Sunday, October 09, 2016
-18
i remember the day i
decided not to meet a hero.
the job had sent me
(well forced me) to go to new york to attend the new york comicon. i
really didn't want to go (yeah i don't understand it either) and
almost sabotaged it by not having my passport ready in time.
i did get the passport,
a day before i was to travel – plenty of time not cutting it fine
at all. i did get to the airport in time – a matter of minutes,
plenty of time. cutting it fine? never.
i survived the flight.
while the cab ride into
mahattan provided a fantastic introduction to the city - i did not
get one of those interesting cabbies of film, tv and everyone else
who went to new york: you know the ones who tell you about their
experiences from their days before being a cabby:explorers, spacemen,
elite special forces. or the proud new yorker who knows everything
and everyone in nyc and wants to tell you everything about his city.
no i got the ones who chatted to their family on the mobile. total
bummer.
i enjoyed, no loved,
the few days i had to myself to walk the manhattan streets and art
galleries.
but work. i had to go
to work.
i turn up at the
convention centre to see what i can do to help – turns out very
little the boys and girls of diamond are a well organised machine
when it comes to setting these things up and i am the proverbial
spanner in the works, the fly in the ointment. i end up doing make
work just to look like i am doing something and not getting in
people's way.
at double quick time
the booth is being erected.
i am oohing and aahing
at some of the product – ever the fanboy.
all around booths are
getting to that point where they are complete and those manning them
are relaxing or starting to do the serious business of selling and
buying.
as the uk
representative of the company i decide to go and scope who is there –
to see if there are people i can talk to in order to see what we can
do to increase their sales or profile in the uk,
wandering to the back
of the hall mostly populated with independent dealers and small
publishers i spy a total star of the comic firmament. a hero. a
great.
now i am not someone
who cares much for celebrity. there are people i worship for what
they do but i don't really go out of my way to find out more about
them. i love their work and i want them to produce more of what it is
they do that i like.
among that group there
are a handful i want to have the opportunity to go up to shake their
hands and thank them for the hours of pleasure they have given me
over the years and to thank them for future work that they are going
to do. (i would keep the gushing down to a minimum.)
the man heading up the
continuity comics booth is just one of those people. as i live and
breathe it is neal adams. neal fucking adams. oh i just have to go
and say hi and thanks. i just want to tell him how much i love his
work and how i have just ordered all three the batman hardcovers
collecting his ground breaking run on the character.
oh shit i can feel a
gush coming on.
there is a teenager at
the booth chatting to neal adams – he has a recorder in his hand.
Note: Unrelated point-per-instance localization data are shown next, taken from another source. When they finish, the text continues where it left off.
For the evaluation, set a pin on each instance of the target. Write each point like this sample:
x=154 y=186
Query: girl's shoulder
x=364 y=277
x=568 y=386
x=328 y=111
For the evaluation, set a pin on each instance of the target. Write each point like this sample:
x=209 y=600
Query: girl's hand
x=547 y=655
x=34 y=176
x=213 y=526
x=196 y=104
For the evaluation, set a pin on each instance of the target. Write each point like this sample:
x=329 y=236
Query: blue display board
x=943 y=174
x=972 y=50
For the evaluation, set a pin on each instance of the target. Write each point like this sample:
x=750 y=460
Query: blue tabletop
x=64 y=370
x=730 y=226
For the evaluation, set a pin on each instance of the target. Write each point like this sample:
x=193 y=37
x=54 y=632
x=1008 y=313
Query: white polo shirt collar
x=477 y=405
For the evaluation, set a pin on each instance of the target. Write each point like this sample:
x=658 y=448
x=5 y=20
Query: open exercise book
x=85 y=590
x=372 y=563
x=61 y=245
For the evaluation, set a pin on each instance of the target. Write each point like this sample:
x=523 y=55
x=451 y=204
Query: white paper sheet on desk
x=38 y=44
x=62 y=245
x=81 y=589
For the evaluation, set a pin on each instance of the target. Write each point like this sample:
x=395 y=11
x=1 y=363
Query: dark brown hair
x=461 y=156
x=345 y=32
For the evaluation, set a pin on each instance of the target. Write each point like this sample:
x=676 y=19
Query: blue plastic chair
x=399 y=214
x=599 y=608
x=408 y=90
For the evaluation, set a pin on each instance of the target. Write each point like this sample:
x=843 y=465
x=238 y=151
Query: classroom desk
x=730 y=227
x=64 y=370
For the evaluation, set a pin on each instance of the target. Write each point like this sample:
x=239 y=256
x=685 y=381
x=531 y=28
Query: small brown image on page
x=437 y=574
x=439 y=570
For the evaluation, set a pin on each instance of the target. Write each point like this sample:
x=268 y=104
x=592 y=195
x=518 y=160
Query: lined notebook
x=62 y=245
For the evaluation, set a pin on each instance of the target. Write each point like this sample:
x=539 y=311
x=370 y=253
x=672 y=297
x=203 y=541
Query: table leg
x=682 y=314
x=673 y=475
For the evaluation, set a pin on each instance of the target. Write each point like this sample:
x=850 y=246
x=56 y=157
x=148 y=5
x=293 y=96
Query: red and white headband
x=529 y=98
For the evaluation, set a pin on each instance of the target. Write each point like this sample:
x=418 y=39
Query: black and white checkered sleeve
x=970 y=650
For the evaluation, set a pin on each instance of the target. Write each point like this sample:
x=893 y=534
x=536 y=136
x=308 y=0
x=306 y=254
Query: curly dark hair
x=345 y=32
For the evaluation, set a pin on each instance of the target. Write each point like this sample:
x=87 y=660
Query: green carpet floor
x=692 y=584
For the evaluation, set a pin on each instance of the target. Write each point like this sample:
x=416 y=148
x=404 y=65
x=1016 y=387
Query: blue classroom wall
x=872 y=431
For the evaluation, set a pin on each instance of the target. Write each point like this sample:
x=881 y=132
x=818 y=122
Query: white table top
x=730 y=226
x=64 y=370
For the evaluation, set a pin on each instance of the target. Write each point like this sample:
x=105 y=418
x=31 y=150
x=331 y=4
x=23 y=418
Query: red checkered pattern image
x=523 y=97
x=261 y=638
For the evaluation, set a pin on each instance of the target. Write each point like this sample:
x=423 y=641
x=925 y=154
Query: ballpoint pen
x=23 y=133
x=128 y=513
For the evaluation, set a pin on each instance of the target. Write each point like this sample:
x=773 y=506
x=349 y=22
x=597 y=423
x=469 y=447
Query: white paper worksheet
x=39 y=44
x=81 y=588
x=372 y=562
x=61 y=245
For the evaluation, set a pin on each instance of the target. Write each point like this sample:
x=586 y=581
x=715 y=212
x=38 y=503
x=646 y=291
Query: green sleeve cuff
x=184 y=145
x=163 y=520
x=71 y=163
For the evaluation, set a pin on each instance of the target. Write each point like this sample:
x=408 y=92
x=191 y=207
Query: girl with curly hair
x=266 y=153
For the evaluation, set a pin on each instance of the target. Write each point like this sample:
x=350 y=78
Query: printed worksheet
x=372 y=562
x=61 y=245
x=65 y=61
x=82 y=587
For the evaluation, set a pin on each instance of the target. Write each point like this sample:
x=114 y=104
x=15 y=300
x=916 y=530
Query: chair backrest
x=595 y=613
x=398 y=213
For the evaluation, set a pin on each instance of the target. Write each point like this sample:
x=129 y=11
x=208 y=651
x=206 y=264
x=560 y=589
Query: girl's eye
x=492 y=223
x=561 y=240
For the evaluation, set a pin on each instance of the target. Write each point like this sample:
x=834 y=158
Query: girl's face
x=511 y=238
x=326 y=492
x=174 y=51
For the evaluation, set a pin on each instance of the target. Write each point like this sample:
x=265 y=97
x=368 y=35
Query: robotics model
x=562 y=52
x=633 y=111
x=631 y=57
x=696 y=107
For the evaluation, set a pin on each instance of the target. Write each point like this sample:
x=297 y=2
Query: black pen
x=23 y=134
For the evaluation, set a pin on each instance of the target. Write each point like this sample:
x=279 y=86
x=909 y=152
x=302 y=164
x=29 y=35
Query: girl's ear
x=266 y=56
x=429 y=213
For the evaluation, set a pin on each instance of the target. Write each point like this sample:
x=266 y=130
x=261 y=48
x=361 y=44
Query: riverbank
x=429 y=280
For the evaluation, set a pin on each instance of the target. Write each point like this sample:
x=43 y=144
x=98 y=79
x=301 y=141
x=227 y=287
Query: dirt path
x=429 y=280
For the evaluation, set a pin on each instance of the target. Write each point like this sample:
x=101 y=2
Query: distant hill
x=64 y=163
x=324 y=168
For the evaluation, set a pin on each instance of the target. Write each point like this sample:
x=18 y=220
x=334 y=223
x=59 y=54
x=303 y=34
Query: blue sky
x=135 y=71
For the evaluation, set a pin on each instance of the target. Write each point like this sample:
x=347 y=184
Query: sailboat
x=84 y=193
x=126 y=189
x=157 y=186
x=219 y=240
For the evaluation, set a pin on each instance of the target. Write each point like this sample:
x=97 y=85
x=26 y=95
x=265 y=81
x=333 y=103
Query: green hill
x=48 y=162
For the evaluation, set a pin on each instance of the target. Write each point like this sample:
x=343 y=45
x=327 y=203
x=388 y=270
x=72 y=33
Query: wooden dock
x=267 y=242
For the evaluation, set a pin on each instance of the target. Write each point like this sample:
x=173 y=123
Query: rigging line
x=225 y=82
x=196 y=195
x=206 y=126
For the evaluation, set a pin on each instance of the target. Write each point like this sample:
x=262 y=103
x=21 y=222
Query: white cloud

turns out the chap is trying to do an interview with neal adams. also
turns out that neal adams is being a total arse about it. well that's
not very good is it. my hero, this star is totally up his own arse.
what a wanker. all my good will and gush towards him have quickly
turned to vitriol.
now given my recent
wayne sleep story (and people say i just throw this shit together) i
am well aware that celebrities of all stripes have to put up with
total wankers and anybody watching waynegate would tell you wayne
sleep was fully justified in what he said to me, but from where i was
standing neal adams was just being a cunt.
i walked away.
i never said thank you.
i never shook his hand.
i never got let my hero
know his work was respected and appreciated,
why because he was
acting like an uber wanker's uber wanker.
i never read the three
collected volumes – they now felt tainted.
it was a reminder that
as much as you like people for their work – quite often they are
not their work. sometimes it is the other way around i can't stand
neil gaiman's work but everything i hear about him paints him as a
top bloke.
perhaps it is better to
keep a distance from your heroes and just their work speak for them.
i still enjoy looking
at pages of neal adams's work, but i am more thankful to him for
providing a lesson in not putting people on pedestals.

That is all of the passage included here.